No meio de uma floresta invernal, onde pinheiros cobertos de neve se estendiam em direção a um céu cinzento, o fazendeiro Henry Calloway saiu para coletar lenha, sem saber que aquele dia mudaria sua vida para sempre. O ranger da neve sob suas botas quebrou o silêncio opressivo, e um vento gélido cortou suas roupas. A floresta parecia infinita e estranha.
De repente, Henry parou. Adiante, perto da margem de um rio congelado, algo brilhava estranhamente na penumbra do inverno. Um enorme bloco de gelo transparente se erguia entre as árvores. Dentro dele, uma silhueta escura podia ser discernida — algo grande e assustador, escondido sob camadas de gelo.
Uma sensação de inquietação tomou conta do homem. Parecia que a própria floresta o observava. Ele se aproximou e tocou cautelosamente a superfície gelada. O frio era antinatural, quase escaldante. Através do gelo turvo, ele conseguiu distinguir o contorno da criatura: membros longos, um corpo enorme e uma cabeça de formato estranho. Um arrepio percorreu sua espinha ao vê-la.
Henry morava sozinho em uma casa antiga na orla da floresta. Após a morte de sua esposa, ele havia se acostumado à vida tranquila e regrada: cuidando da fazenda, alimentando o fogão e passando as noites junto à lareira. Mas naquela manhã, tudo estava diferente. Seu estoque de lenha estava quase esgotado e uma tempestade se aproximava, prometendo uma noite difícil. Então, ele partiu para a floresta e se deparou com uma descoberta misteriosa.
A curiosidade venceu o medo. Henry arrastou o pesado bloco de gelo em um trenó até sua casa. Ao longo do caminho, ele sentia constantemente como se a criatura dentro do gelo estivesse prestes a se mexer. As árvores rangiam ao vento e cada estalo de um galho o fazia se virar nervosamente. Ao chegar em casa, ele cobriu o gelo com uma lona e decidiu ligar para a única pessoa em quem confiava para tais assuntos: sua prima Sophie Clark, uma ecologista que estudava ecossistemas do norte.

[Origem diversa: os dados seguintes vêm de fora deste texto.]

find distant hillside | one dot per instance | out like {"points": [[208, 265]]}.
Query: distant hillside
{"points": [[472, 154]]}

Após ouvir a história de Henry, Sophie inicialmente pensou que ele estivesse brincando, mas mesmo assim foi até lá. Quando viu o bloco de gelo, sua expressão mudou. Ela examinou a descoberta cuidadosamente e percebeu que o gelo parecia muito antigo — quase como uma geleira de verdade.
“Isso pode ser algo incrivelmente antigo”, disse ela, passando um scanner sobre a superfície. “E possivelmente muito importante.”
Sophie contatou seus colegas — a glaciologista Dra. Clara Reynolds e o paleobiólogo Dr. Victor Yates. No dia seguinte, os cientistas chegaram a Pine Hollow para estudar o estranho objeto.
Eles trabalharam por várias horas, tirando fotografias e analisando a estrutura do gelo. Gradualmente, o mistério começou a se desvendar. Victor examinou cuidadosamente os resultados da varredura e finalmente sorriu:
“Parece que estamos lidando com uma preguiça-gigante pré-histórica. Ela provavelmente viveu há milhares de anos, durante o Pleistoceno.”
Henry não podia acreditar no que ouvia. Durante todo esse tempo, ele pensou ter encontrado um monstro desconhecido, mas acabou sendo um animal ancestral que havia desaparecido da face da Terra há muito tempo.
A notícia se espalhou rapidamente por todo o país. A pequena cidade de Pine Hollow de repente se viu no centro das atenções de jornalistas e cientistas. A descoberta congelada foi transportada para um laboratório especializado e, mais tarde, a preguiça ancestral preservada tornou-se a peça central de um museu de história natural.
Para Henry, tudo parecia um sonho. Ele tinha ido à floresta coletar lenha e acabou fazendo uma descoberta que se tornaria conhecida no mundo inteiro.